Saturday, June 26, 2010

Week 3 Share List

In Your Share This Week:

PEAS!! Snow peas and/or sugarsnap peas- Snow peas are the large, flat-podded peapods (eat the whole thing- peas AND pod), delicious in stirfry with garlic and sesame oil (see Recipes). Sugarsnaps are the fat, crispy ones (also to be eaten whole- the pods are even juicier than the peas themselves) that are so sweet they probably won’t even make it home, let alone into a recipe)

PAC CHOI (a.k.a. Bok Choy)- the crisp, juicy Asian cousin of cabbage, pac choi can be used fresh or cooked. I love to eat the raw midribs dipped in hummous or other garlicky dipping sauce. Our neighbors at Leelanau Cultured Veggies often add pac choi to their kim chee to supplement the Chinese cabbage. It’s perhaps best enjoyed in a simple stirfry with garlic, ginger, and your favorite source of spicy heat (see Recipes), served with rice or rice noodles. This particular batch got hit hard by flea beetles (remember them? The little monsters that ravaged your turnip greens earlier this spring….) so the leaves are….lacy. Don’t worry- it doesn’t make them any less tasty, but they may not store as long as usual, so how about a stir-fry soon?

LETTUCE- the first week of mature heads, not baby mix- you may see Black Seeded Simpson (light green, crinkly leaf lettuce), Italianischer (great big, funky deer tongue-type lettuce that resembles a sea anemone), Red Sails (traditional red leaf), or Skyphos (red butterhead). We’ve taken a poll at the farm, and it’s unanimous- your farmers all prefer big lettuce to baby mix! So in addition to the mesclun you’ve come to love, we hope you’ll also cultivate an appreciation for all the beautiful textures and colors of big lettuces this season.

SCALLIONS- we’ve been waiting all spring, and now it’s summer, and scallions are finally here! Did you know you can eat the entire green section? Some folks I know only use the white and toss the green- I think you’ll find these so fresh and tender you’ll wish there were even more green! We hope to keep you in scallions for the rest of the season. See Recipes for my favorite peanut sauce with scallions.

CILANTRO- the first of the season. While we often associate cilantro with hot –season crops like tomatoes and peppers, i.e. salsa, cilantro actually grows much better in cooler weather and also pairs well with anything remotely Asian or Indian. Try tossing it in with your spicy peanut noodles or on a salad with bean sprouts and lime juice.

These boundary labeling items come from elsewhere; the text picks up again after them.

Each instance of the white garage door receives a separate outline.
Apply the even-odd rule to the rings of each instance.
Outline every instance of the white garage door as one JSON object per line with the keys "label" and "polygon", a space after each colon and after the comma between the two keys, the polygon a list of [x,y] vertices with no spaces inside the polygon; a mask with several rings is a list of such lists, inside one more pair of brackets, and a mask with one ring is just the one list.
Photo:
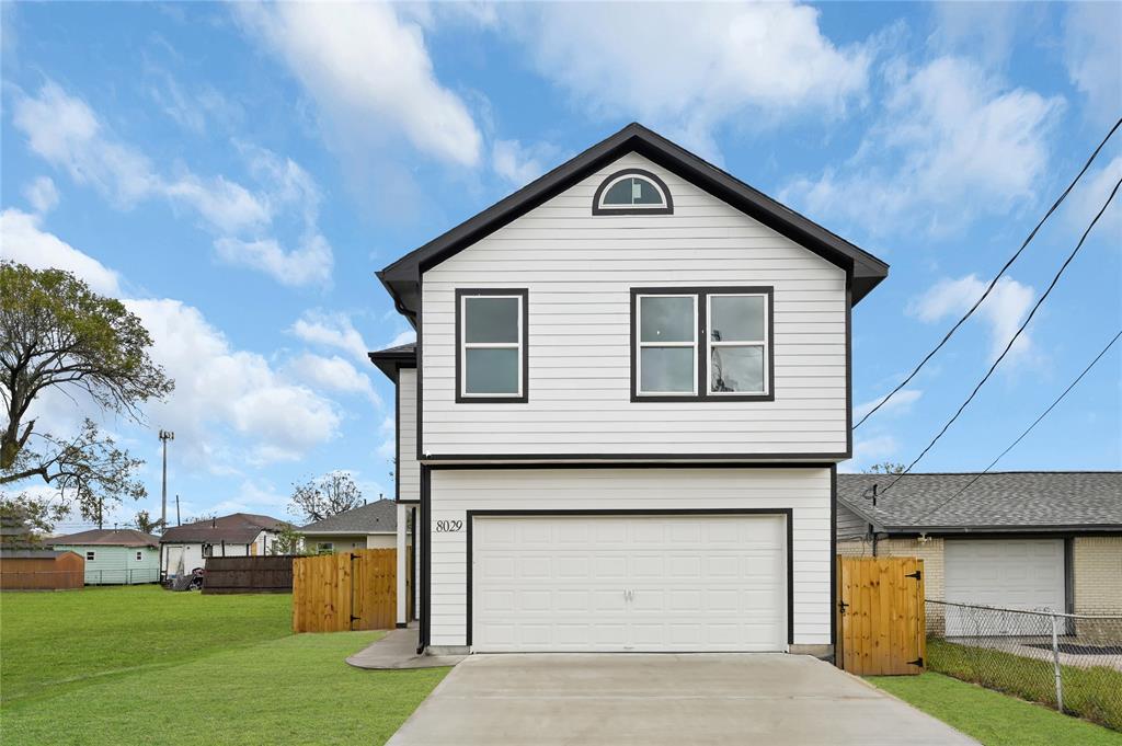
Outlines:
{"label": "white garage door", "polygon": [[[1064,610],[1064,540],[947,540],[945,551],[948,601]],[[1051,634],[1051,623],[1043,621]],[[947,611],[948,635],[1034,634],[1038,623],[1018,615]]]}
{"label": "white garage door", "polygon": [[477,516],[472,647],[784,650],[784,521]]}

And just when you thought you were off the hook… more GARLIC SCAPES. I’m pretty sure this is the last week for these; the plants are just about done producing scapes (they only make one each, but instead of coming on all at once, they’ve been trickling in over the past few weeks, and this is the fattest scape harvest yet). Luckily for us, these store really well in a plastic bag in the fridge if you can’t use them all at once. Has anyone tried the scape tempura recipe from the first week’s newsletter?

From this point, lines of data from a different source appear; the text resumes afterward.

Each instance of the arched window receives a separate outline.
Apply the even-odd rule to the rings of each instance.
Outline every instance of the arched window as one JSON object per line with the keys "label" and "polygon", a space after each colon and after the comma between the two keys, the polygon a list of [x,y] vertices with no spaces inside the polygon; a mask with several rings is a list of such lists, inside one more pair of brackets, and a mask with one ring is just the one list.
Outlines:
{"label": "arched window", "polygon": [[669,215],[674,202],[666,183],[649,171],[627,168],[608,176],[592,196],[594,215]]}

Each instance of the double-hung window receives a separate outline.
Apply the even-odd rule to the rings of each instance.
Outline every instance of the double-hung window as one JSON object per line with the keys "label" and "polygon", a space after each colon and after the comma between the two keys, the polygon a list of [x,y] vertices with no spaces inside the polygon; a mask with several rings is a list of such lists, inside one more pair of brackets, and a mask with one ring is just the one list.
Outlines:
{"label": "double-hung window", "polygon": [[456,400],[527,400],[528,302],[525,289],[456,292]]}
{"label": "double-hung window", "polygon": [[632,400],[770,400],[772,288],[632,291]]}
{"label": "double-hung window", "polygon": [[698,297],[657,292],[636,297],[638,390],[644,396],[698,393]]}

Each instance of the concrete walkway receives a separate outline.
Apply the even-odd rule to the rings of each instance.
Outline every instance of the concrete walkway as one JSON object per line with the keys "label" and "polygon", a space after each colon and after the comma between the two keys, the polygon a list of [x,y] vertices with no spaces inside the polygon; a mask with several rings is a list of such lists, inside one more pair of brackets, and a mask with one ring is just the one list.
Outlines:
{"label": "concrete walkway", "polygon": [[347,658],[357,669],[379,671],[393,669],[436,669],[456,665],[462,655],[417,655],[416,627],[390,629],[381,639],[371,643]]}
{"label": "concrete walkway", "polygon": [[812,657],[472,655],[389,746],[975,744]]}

Optional Extra: Purslane! Remember this succulent beauty from last year? Also called verdolagas, purslane is popular is Mexican cooking, and can be enjoyed raw or cooked. It has a subtle lemony flavor and a juicy, succulent leaf and stem, all of which can be used. Did you know that purslane is the best land-based source of Omega-3 fatty acids? After seafood, fishes, and seaweed, purslane is your friend in good health.